Lecture Notes in Mathematics. 1685. Berlin: Springer. x, 246 p. (1998).
The volume under review is a very welcome addition to the recent literature on representation theory of finite groups, finite dimensional algebras and orders, being linked with D. Happel [Triangulated categories in the representation theory of finite dimensional algebras (Lond. Math. Soc. Lect. Note Ser. 119, 1988; Zbl 0635.16017)], K. Erdmann [Blocks of tame representation type and related algebras (Lect. Notes Math. 1428, 1990; Zbl 0696.20001)], D. J. Benson [Representations and cohomology I, II (Cambridge Univ. Press 1991; Zbl 0718.20001 and Zbl 0731.20001)], P. Gabriel and A. Roiter [Representations of finite dimensional algebras (Springer 1992; Zbl 0839.16001)]; C. A. Weibel [An introduction to homological algebra (Cambridge Univ.

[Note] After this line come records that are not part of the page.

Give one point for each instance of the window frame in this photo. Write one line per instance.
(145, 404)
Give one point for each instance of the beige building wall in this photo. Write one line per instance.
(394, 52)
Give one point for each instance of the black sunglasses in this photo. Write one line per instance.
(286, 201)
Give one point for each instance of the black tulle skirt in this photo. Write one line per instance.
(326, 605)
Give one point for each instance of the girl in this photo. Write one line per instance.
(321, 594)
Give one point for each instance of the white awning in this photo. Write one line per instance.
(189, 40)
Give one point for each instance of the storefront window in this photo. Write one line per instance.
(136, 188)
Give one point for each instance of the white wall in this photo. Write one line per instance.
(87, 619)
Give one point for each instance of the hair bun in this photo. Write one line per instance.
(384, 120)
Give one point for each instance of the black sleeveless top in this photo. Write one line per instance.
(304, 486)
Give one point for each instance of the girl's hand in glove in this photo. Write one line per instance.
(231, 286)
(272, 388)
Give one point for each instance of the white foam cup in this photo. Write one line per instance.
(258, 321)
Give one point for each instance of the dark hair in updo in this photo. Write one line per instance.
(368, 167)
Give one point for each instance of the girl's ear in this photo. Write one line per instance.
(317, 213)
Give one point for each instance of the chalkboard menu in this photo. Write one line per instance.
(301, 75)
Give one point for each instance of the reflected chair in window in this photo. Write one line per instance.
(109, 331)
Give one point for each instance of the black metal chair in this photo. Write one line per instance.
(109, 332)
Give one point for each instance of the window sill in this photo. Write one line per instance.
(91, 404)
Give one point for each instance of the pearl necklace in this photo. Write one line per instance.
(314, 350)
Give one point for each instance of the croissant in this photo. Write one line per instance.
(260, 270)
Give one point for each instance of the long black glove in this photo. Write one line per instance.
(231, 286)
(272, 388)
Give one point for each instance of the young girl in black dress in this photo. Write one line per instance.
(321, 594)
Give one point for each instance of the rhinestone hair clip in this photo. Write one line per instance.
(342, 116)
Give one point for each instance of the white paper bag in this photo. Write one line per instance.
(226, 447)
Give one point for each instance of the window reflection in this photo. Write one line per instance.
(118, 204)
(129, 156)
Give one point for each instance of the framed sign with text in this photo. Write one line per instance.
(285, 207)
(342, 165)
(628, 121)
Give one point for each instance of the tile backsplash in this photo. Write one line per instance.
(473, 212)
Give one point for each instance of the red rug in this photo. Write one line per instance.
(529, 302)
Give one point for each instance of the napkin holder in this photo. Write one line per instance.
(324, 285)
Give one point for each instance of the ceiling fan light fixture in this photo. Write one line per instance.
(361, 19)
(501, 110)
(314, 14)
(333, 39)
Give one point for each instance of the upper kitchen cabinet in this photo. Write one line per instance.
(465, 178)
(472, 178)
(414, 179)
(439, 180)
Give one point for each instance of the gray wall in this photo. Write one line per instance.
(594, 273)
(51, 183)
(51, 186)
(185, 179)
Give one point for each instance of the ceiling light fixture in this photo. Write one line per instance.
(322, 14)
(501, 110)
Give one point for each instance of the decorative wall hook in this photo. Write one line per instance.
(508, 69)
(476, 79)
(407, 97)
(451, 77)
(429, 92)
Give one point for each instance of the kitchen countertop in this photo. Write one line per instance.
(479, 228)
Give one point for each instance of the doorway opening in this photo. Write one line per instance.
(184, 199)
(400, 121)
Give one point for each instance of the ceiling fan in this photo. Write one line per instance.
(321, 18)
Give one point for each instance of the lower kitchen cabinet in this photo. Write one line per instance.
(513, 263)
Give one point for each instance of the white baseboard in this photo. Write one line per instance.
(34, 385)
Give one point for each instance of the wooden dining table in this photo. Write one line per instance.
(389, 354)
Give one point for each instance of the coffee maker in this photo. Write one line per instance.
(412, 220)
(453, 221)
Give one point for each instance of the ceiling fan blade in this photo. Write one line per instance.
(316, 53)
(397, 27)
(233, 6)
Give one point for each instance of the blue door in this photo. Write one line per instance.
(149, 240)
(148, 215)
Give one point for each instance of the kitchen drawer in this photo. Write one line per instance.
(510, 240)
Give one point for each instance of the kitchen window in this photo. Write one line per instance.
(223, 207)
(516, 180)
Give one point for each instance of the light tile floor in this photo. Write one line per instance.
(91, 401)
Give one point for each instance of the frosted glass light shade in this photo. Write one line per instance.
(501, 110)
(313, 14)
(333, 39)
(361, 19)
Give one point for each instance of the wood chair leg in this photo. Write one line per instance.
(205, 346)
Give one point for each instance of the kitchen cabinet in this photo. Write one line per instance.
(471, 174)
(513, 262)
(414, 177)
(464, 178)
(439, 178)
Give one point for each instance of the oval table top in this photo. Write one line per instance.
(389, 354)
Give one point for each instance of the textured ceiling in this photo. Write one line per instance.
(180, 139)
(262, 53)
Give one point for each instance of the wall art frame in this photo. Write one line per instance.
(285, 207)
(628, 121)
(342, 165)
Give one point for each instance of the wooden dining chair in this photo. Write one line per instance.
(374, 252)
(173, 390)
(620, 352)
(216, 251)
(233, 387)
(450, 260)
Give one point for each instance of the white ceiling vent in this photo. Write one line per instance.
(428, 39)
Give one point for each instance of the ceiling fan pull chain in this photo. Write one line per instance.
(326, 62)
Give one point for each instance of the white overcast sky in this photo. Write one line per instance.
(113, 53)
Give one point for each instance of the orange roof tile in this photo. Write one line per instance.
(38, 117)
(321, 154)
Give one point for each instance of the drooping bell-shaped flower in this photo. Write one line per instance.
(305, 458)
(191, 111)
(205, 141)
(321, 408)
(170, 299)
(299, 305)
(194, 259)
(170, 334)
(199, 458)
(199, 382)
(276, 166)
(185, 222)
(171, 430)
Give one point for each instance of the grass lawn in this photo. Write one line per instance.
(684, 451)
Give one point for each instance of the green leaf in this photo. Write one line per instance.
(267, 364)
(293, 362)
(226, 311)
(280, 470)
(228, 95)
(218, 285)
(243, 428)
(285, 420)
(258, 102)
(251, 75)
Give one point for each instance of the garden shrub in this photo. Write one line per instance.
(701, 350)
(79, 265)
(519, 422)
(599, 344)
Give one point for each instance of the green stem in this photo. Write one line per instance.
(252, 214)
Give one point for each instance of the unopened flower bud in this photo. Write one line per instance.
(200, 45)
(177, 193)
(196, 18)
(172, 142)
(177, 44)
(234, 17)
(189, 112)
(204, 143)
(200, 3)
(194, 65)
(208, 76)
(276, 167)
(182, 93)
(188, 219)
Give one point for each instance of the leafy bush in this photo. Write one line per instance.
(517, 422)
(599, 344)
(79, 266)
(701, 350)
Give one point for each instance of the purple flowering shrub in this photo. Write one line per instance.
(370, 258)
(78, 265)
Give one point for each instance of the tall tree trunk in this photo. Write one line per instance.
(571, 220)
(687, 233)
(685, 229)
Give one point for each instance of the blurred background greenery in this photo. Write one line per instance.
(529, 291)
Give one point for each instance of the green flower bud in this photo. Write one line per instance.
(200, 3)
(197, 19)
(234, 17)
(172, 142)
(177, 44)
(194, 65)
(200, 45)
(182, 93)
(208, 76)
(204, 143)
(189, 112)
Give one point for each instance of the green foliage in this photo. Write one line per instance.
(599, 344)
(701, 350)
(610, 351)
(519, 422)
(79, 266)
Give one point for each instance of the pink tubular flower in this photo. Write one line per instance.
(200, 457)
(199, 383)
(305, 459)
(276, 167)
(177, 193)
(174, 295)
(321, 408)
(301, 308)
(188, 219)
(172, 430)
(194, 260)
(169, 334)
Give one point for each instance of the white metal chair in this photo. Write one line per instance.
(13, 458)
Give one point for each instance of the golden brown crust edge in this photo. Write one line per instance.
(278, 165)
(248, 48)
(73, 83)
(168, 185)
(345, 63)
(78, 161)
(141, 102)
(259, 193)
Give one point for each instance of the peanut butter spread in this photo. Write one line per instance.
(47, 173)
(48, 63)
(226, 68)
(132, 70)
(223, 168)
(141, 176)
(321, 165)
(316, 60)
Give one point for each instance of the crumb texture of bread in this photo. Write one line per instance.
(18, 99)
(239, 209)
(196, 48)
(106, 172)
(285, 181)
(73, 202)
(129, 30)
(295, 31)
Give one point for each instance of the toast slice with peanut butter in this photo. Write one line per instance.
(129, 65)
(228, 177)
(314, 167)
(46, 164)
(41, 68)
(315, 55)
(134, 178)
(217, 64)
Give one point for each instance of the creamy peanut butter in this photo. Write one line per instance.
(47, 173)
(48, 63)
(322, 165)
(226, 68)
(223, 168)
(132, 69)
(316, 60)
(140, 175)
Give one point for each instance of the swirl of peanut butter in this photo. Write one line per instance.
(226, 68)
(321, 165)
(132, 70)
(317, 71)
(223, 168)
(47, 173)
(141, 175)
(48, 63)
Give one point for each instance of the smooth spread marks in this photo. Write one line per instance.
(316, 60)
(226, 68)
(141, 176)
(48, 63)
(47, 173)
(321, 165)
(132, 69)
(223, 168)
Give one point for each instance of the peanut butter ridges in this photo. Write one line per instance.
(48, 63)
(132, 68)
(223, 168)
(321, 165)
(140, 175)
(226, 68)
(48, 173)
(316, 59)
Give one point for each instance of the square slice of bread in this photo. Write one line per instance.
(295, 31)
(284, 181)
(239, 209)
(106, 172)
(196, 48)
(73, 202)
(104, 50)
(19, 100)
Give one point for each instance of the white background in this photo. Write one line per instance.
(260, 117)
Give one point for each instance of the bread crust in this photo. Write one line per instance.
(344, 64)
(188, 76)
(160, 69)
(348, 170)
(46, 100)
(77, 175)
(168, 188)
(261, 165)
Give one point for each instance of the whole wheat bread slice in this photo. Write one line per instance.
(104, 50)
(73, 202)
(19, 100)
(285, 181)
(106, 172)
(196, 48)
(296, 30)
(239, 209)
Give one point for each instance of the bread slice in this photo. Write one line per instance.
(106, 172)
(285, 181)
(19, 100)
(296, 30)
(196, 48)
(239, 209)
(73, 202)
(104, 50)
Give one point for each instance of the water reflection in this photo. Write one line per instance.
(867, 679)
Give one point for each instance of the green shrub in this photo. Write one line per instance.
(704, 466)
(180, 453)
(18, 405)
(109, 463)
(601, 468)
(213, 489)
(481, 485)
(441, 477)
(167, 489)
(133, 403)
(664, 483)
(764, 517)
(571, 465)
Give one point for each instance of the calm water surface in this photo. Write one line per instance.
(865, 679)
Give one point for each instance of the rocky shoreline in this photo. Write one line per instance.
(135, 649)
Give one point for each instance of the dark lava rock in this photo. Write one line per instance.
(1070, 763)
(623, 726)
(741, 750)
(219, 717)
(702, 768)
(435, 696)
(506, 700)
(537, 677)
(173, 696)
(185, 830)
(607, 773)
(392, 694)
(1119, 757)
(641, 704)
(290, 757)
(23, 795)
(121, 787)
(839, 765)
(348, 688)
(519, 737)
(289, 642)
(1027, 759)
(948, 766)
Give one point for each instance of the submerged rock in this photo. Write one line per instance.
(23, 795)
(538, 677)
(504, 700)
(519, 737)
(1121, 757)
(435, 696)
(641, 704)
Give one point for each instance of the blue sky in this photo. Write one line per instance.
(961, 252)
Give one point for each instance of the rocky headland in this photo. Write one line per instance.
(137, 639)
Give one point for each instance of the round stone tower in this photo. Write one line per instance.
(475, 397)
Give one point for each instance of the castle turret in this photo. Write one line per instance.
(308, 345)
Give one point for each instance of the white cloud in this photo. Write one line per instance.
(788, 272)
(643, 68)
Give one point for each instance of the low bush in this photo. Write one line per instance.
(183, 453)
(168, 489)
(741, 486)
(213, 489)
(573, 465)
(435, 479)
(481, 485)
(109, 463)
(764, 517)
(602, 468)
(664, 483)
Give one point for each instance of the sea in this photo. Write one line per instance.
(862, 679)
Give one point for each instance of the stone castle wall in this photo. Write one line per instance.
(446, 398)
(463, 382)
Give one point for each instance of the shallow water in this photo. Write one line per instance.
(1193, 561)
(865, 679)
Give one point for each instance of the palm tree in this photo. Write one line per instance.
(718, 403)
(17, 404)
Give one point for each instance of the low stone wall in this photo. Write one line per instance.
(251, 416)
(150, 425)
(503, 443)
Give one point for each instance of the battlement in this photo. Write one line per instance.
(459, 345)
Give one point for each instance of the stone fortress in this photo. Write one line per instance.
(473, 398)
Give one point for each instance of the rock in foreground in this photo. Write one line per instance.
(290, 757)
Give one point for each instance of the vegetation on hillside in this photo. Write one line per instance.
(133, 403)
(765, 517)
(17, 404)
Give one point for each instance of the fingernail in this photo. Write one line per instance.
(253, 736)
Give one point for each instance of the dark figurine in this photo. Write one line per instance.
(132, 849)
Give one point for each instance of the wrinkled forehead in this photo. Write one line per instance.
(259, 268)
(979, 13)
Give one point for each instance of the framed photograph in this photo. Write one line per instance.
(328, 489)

Press 1994; Zbl 0797.18001)], J. Thévenaz [\(G\)-algebras and modular representation theory (Oxford, Clarendon Press 1995; Zbl 0837.20015)], S. I. Gelfand and Yu. I. Manin [Methods of homological algebra (Springer 1996; Zbl 0855.18001)], J. F. Carlson [Modules and group algebras (Birkhäuser 1996; Zbl 0883.20006)]. This book is the first comprehensive presentation of the developments arising from J. Rickard’s fundamental work on derived categories [J. Lond. Math. Soc., II. Ser. 39, No. 3, 436-456 (1989; Zbl 0642.16034)]and the formulation of M. Broué’s conjectures [Astérisque 181-182, 61-92 (1990; Zbl 0704.20010)]. Most of the material included in this volume was lectured at the summer school and workshop on “Derived equivalences for group rings”, Pappenheim, Germany, September 26-October 2, 1994.
The book is divided into 11 chapters. Chapter 1 is a detailed presentation of its content, and Chapter 2 is a brief introduction to triangulated categories, stable categories and derived categories, focussing mainly on the derived category of the module category over a ring \(R\), and giving many examples. Chapter 3 is a careful exposition of Rickard’s theorem characterizing equivalences between the bounded derived categories \({\mathbf D}^{\mathbf b}(\Lambda)\) and \({\mathbf D}^{\mathbf b}(\Gamma)\) (regarded as triangulated categories) via one-sided tilting complexes, where \(\Lambda\) and \(\Gamma\) are two rings. This is a “Morita theory” for derived categories, and it is pointed out how the road from the original Morita theory to the Rickard theory was paved by results of Gelfand-Bernstein-Ponomarev, Auslander-Platzeck-Reiten, Brenner-Butler, Happel and Ringel.
Chapter 4 introduces needed facts on modular and local representation theory, presenting the Cartan-Brauer triangle, correspondences of Green and Brauer and Green’s theorem on Brauer tree algebras. Detailed description and structure theorem for Roggenkamp’s Green orders are also given.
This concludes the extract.